我试图将outOfBound r方法中多次调用的方法lengthOfColo保存到局部变量,以便使用较少的处理能力。我提供了lengthOfColor方法,我想在其中存储变量,我还提供了outOfBounds方法。正如您所看到的,outOfBounds方法是一个布尔值,我不知道如何使用整数参数存储它。
private Integer[] lengthOfColor(int col, boolean color, int pattern, int row) {
int x = 0;
int y = 0;
if (pattern == 1) {
// vertical pattern
y = 1;
} else if (pattern == 2) {
// horizontal pattern
x = 1;
} else if (pattern == 3) {
// diagonal slope left pattern
x = 1;
y = 1;
} else {
// diagonal slope right pattern
x = 1;
y = -1;
}
// length = how many neighbor slots are of same color
// possible equals number of slots, that you can play off of.
// whichSide = left or right if horizontal and top or bottom if vertical.
int length = 0;
int possible = 0;
Integer[] whichSide = new Integer[]{1, -1};
for (int side : whichSide) {
int i = 1;
boolean complete = false;
//while complete is false continue the loop
while (!complete) {
//mainX == horizontal pattern distance
//mainY == vertical pattern distance
int mainX = x * i * side;
int mainY = y * i * side;
//if still inbounds and if the same slot is filled and it matches the color, increment length
if (!outOfBounds(col, mainX, mainY, row) && getIsFilled(col, mainX, mainY, row) &&
checkColor(col, mainX, mainY, row) == color)
{
length++;
}
//if still inbounds and if the same slot is empty, increment possible number of spots and change complete to true
else if (!outOfBounds(col, mainX, mainY, row) && !getIsFilled(col, mainX, mainY, row) &&
getLowestEmptyIndex(myGame.getColumn(col + mainX)) == getLowestEmptyIndex(myGame.getColumn(col)) + mainY - row)
{
possible++;
complete = true;
}
//finish the statement to avoid a infinite loop if neither conditions are met.
else
{
complete = true;
}
// If not complete, then check one slot further.
i = i + 1;
}
}
return new Integer[] {length, possible};
}
private boolean outOfBounds(int col, int x , int y, int row)
{
int currentX = col;
int currentY = getLowestEmptyIndex(myGame.getColumn(col)) - row;
return currentX + x >= myGame.getColumnCount() || currentY + y >= myGame.getRowCount() || currentX + x < 0 || currentY + y < 0;
}
答案 0 :(得分:1)
我看到mainX和mainY改变了值,所以除了在调用if检查之前创建一个保存outOfBounds结果的布尔值之外,没有任何真正的优化可以在for和while循环之外完成。

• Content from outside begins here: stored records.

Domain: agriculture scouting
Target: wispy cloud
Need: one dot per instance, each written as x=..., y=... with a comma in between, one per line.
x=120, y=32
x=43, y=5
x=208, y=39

会减少你需要做的操作次数。说实话,优化是如此微不足道,以至于它并不重要但我认为是良好的编码实践(JIT可能会根据您的代码优化您)。更重要的是,该方法减少了您需要输入的额外代码行,并不一定意味着计算量较少。
在任何outOfBounds调用之前,在while循环中,
之类的东西boolean outOfBounds = outOfBounds(col, mainX, mainY, row);
并将您当前的if(!outOfBounds(col, mainX, mainY, row) && ....)更改为if (!outOfBounds && ...)
优化的第一条规则是在完成项目之后不进行优化,并注意到性能显着下降。在这种情况下,您将从最大的瓶颈开始,直到获得最佳性能。当然,这并不意味着以不正确的方式编码,这当然会产生不必要的性能损失。在这些情况下,考虑您是否以正确的方式而不是微观优化来考虑问题也是明智之举。
以下是我将对显示的代码进行微观优化的内容。
private Integer[] lengthOfColor(int col, boolean color, int pattern, int row) { // consider changing Integer[] into
// int[] if you don't need a boxed integer. It will increase performance
int x = 0;
int y = 0;
// length = how many neighbor slots are of same color
// possible equals number of slots, that you can play off of.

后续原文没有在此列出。